The ruling by a three-judge panel in the District of Columbia overturned a decision last year by U.S. District Judge Richard Leon. That ruling, which would have forced regulators to tighten restrictions on swipe fees, was put on hold during the appeals process.

The lawsuit was brought by retail trade groups, challenging the Federal Reserve's interpretation of a provision of the Dodd-Frank Act that requires the Fed to limit interchange fees for debit cards. The provision, authored by Illinois Sen. Richard Durbin, is widely known as the Durbin Amendment.

The Durbin Amendment has two main parts. One requires the Fed to cap swipe fees on debit-card purchases, and the other orders the central bank to establish rules on the routing of debit-card transactions. The appeals court upheld the Fed's interpretation of both parts of the law, although it did order the central bank to provide further explanation about what it described as a "minor issue" involving transaction-monitoring costs.

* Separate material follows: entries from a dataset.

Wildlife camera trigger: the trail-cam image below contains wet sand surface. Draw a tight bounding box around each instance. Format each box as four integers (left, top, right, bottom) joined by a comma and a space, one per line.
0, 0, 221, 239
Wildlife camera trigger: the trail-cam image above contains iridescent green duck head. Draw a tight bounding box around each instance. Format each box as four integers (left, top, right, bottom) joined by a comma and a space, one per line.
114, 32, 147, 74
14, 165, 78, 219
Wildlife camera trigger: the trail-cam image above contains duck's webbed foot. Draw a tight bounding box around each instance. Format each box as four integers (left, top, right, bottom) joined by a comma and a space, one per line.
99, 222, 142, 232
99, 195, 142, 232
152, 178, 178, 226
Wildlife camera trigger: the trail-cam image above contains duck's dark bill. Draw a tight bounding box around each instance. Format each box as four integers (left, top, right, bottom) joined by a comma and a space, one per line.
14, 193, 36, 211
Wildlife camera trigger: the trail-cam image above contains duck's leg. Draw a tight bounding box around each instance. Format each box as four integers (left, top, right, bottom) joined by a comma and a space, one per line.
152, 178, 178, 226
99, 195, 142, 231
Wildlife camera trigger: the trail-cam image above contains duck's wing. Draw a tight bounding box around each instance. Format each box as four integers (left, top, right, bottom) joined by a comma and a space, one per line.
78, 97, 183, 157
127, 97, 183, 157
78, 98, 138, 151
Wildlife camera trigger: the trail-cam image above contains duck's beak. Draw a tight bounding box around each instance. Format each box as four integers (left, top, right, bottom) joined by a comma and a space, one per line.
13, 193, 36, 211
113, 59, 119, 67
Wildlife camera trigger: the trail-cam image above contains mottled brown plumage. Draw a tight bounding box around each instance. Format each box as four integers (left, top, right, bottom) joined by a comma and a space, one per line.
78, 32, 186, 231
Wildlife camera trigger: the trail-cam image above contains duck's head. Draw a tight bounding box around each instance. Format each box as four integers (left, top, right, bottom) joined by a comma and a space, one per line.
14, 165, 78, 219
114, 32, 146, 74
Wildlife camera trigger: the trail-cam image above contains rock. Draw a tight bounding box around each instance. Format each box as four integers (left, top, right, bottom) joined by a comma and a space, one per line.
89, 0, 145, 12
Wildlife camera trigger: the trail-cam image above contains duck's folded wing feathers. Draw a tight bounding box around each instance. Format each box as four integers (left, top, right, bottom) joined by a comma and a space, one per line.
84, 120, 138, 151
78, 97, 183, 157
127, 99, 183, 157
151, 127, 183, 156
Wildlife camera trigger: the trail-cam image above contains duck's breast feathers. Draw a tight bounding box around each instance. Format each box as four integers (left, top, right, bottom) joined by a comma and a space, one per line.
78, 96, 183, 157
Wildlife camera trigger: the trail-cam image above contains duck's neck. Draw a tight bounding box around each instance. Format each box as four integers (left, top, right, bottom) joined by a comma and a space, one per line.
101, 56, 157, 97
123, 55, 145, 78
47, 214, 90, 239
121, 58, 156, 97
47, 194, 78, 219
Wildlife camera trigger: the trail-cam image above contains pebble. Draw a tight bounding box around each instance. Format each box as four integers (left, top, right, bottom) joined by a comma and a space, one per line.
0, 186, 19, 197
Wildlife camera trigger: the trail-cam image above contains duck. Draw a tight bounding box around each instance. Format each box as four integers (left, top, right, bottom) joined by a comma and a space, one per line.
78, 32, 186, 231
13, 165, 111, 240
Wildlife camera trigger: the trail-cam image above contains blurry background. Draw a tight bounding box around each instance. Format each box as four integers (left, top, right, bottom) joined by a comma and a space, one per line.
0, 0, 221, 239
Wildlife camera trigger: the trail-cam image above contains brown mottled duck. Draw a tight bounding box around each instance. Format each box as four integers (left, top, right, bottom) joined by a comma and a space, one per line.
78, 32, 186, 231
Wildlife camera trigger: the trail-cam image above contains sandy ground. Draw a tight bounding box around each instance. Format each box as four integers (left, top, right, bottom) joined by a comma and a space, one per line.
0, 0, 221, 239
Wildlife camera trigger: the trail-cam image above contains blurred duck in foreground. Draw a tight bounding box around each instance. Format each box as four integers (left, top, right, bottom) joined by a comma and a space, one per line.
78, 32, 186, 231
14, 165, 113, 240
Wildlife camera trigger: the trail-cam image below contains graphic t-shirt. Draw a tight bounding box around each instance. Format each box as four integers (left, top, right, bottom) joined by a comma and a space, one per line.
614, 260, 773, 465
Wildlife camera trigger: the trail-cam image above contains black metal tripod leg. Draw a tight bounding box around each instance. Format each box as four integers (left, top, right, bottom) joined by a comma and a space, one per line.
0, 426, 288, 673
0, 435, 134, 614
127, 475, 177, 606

The final Fed rule limited interchange fees on debit cards to roughly 24 cents per transaction. Merchants had argued that was far too high, and said the central bank erred when it raised the cap from an initial proposal of 12 cents. The district court had sided with the merchants on that issue, but the appeals court overturned the ruling.

The appeals court decision was quickly hailed by Richard Hunt, president of the Consumer Bankers Association.

"Reasonable minds have prevailed in vacating the District Court's ruling," Hunt said in a news release.

Other industry representatives were equally ecstatic.

"This is truly a rebuke to the merchants and a victory for credit unions," said Eric Richard, the general counsel for the Credit Union National Association.